I am still, in here.
I am still in here
I am still.
I am here.
I can see
even though my eyes are stuffed with sand
I'm not looking with my eyes.
When I look with my eyes I see:
a very patchy lawn
When I look with my Self, I see:
the grain of wood on the floorboards.
the wrinkles in my pillow,
crumpled crisscrossing lines
that I wake up with on my face.
the faint lines on the bottom of Rose's foot when I check for slivers.
lines that will stay with her for life.
This is the kind of looking that makes me feel alive, unclenches my jaw.
A child is crying. My blood pressure is rising. A backpack needs to be zipped, hair needs to be braided, the bus stop needs to be arrived at. But my eye falls on the bookshelf with its evenly spaced boards and the books leaning at every angle. Order and the disorder existing together. I take a breath a remember that I am here.
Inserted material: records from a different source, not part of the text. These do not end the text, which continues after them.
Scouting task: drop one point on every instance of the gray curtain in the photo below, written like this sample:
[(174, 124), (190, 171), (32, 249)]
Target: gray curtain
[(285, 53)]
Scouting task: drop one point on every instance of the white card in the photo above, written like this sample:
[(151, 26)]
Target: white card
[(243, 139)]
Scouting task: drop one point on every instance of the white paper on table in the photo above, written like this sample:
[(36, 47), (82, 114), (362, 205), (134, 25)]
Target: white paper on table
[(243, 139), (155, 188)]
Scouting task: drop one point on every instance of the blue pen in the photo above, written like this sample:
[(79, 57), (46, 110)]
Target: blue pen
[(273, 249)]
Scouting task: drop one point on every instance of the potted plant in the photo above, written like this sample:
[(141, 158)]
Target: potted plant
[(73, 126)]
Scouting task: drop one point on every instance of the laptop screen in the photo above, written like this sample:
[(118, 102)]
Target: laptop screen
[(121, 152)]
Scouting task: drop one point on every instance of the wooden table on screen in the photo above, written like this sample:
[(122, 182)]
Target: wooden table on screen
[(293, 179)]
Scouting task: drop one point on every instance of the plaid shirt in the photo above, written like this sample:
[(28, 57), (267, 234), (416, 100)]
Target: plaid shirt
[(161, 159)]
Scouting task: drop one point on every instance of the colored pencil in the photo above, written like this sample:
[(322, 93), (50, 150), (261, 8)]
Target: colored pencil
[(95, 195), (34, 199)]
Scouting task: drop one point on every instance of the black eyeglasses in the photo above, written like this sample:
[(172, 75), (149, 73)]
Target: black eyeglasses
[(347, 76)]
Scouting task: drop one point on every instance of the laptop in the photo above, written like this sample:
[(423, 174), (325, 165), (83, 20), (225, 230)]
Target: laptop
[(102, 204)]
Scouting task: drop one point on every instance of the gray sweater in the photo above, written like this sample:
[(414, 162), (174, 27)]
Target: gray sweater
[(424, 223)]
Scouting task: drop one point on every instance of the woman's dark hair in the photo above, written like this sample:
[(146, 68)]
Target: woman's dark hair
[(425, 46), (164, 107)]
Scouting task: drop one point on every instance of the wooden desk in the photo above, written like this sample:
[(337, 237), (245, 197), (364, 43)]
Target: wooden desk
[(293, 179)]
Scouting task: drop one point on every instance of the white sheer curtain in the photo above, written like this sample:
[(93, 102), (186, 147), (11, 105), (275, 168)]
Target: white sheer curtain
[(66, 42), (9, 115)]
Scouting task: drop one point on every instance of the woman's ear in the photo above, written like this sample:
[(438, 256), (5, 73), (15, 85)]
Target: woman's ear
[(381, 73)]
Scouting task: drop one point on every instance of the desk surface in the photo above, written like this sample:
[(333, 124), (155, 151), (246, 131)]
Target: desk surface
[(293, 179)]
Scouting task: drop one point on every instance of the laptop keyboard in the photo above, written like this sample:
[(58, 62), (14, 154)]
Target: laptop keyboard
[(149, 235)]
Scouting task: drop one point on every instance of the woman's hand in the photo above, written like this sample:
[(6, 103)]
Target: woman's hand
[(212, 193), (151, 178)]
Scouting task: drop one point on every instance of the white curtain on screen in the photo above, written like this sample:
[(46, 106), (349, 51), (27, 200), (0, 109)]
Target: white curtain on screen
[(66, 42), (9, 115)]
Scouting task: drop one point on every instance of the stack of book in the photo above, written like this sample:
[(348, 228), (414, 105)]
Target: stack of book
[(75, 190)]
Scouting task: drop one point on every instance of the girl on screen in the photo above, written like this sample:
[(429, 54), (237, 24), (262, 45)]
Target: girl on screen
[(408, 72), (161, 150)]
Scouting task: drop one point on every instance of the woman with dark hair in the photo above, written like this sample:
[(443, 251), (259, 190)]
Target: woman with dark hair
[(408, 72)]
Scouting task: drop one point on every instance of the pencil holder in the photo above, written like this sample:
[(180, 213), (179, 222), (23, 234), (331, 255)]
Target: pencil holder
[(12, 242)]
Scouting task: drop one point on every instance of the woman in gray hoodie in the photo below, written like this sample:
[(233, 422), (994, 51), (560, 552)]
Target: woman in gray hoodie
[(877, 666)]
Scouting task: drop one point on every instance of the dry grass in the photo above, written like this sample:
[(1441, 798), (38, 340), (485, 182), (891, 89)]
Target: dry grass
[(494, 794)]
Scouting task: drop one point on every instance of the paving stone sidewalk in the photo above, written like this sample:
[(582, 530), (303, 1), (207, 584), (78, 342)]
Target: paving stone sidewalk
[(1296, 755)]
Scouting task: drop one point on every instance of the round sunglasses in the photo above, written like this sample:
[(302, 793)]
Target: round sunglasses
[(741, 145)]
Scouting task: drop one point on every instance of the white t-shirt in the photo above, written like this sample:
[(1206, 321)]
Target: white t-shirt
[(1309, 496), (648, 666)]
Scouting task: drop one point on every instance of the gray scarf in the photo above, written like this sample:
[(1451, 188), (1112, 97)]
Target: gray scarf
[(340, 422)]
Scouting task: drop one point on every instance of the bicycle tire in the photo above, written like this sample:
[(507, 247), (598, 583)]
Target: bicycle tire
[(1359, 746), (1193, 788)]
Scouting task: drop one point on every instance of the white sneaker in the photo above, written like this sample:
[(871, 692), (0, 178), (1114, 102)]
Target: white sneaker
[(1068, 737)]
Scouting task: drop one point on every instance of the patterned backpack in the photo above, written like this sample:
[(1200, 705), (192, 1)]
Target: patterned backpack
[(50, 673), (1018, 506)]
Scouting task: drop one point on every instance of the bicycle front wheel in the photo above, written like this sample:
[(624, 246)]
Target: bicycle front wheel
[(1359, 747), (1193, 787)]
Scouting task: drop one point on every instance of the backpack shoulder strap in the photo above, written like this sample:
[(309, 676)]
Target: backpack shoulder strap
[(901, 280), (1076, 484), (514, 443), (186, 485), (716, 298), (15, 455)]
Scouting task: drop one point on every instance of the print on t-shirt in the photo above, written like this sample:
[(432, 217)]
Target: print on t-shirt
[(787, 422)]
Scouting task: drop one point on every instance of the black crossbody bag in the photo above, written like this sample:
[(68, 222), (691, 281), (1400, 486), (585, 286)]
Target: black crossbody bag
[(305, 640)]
Now.
Seeing, looking, noticing like this is a lot like dropping my fists when I'm running, opening my palms, stretching my fingers, shaking my hands out like I'm letting something go, so when I fall back into my stride there is a looseness where tension used to be, clarity where the fog had been settling low, and a few full, long breaths that go all the way to the base of my lungs before settling back into a rhythm that's comfortable again, a rhythm I don't have to think about for awhile.